We further annotated the regions surrounding identified SNP pairs using Hi-C interaction data and topologically associating domain (TAD) data. The Hi-C interaction data in multiple available cell lines were downloaded from the 4DGenome Database [22]. TADs in the GM12878 cell line were downloaded from the Gene Expression Omnibus (GEO) data GSE63525 (https://www.ncbi.nlm.nih.gov/geo/query/acc.cgi?acc=GSE63525) [23], and the DNA sequences physically interacted with each other more frequently within a TAD [242526]. To check whether the identified SNPs pairs were located in the same TAD-like domain in human pancreatic islets [27], we used TAD-like domains identified using promoter capture Hi-C in pancreatic islets via a directionality index score [25].

Differential expression analyses

We examined whether the interaction effect of the identified SNP pairs affected the expression of their target genes using a linear regression model and data on the expression levels of target genes in pancreas samples from subjects in the GTEx Pilot Project [28].

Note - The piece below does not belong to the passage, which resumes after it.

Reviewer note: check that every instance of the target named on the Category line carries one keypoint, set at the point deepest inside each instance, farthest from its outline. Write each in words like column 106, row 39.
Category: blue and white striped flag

To check whether the identified susceptibility genes were differentially expressed in diabetic and nondiabetic subjects, we used four GEO datasets, GSE76894, GSE25724, GSE12643, and GSE9006. GSE76894 included the gene expression profiles of 84 nondiabetic and 19 T2DM islets isolated from pancreases unsuitable for transplantation [29]. The organ donors were obtained in Pisa with the approval of the local ethics committees. We then performed a microarray analysis of the GSE25724 dataset to evaluate differences in the transcriptomes of the T2DM and nondiabetic human islet samples. Human islets were isolated from seven nondiabetic and six T2DM organ donors by collagenase digestion, followed by density gradient purification [30]. In the GSE12643 dataset, transcript levels in myotubes from 10 obese patients with T2DM and 10 healthy control subjects matched according to age and body mass index were examined [31]. In the GSE9006 dataset, to evaluate differences in the transcriptome, gene expression profiles of peripheral blood mononuclear cells from 24 healthy volunteers, 43 newly diagnosed type 1 diabetes mellitus patients, and 12 newly diagnosed T2DM patients were analyzed [32]. Only gene expression profiles from healthy and T2DM subjects were included in the study. In each GEO dataset, we performed differential expression analyses of the identified susceptibility genes using publicly available preprocessed series matrix files.

RESULTS

SNP×SNP interaction analyses

We first carried out interaction analyses of the discovery sample and selected the top 65 SNP pairs significantly associated with T2DM (P<5×10−5) to test for associations in the replication sample (Supplementary Table 1) [33]. Combining the results from the two datasets, only one SNP pair, rs4947941×rs7785013, was significantly associated with T2DM after multiple testing corrections (combined P=4.84×10−10) (Table 2). Rs4947941 and rs7785013 were in relatively low LD with each other, with an r2 of 0.011 and 0.005 in GENEVA and IPM, respectively. The directions of the effect of this SNP pair were congruent in the two datasets. The interaction OR was estimated to be 0.91 (95% confidence interval [CI], 0.88 to 0.95) in the discovery data and 0.78 (95% CI, 0.70 to 0.86) in the replication data. This indicated that the effect of the minor allele of SNP rs4947941 (T-allele, MAFGENEVA=0.443, MAFIPM=0.424) decreased 0.91-fold (interaction OR value) and 0.78-fold in T2DM patients for each copy of the minor allele of rs7785013 (A-allele, MAFGENEVA=0.158, MAFIPM=0.137). However, the single SNP association analysis of these two SNPs revealed no significant association in either sample (P>0.05) (Table 2).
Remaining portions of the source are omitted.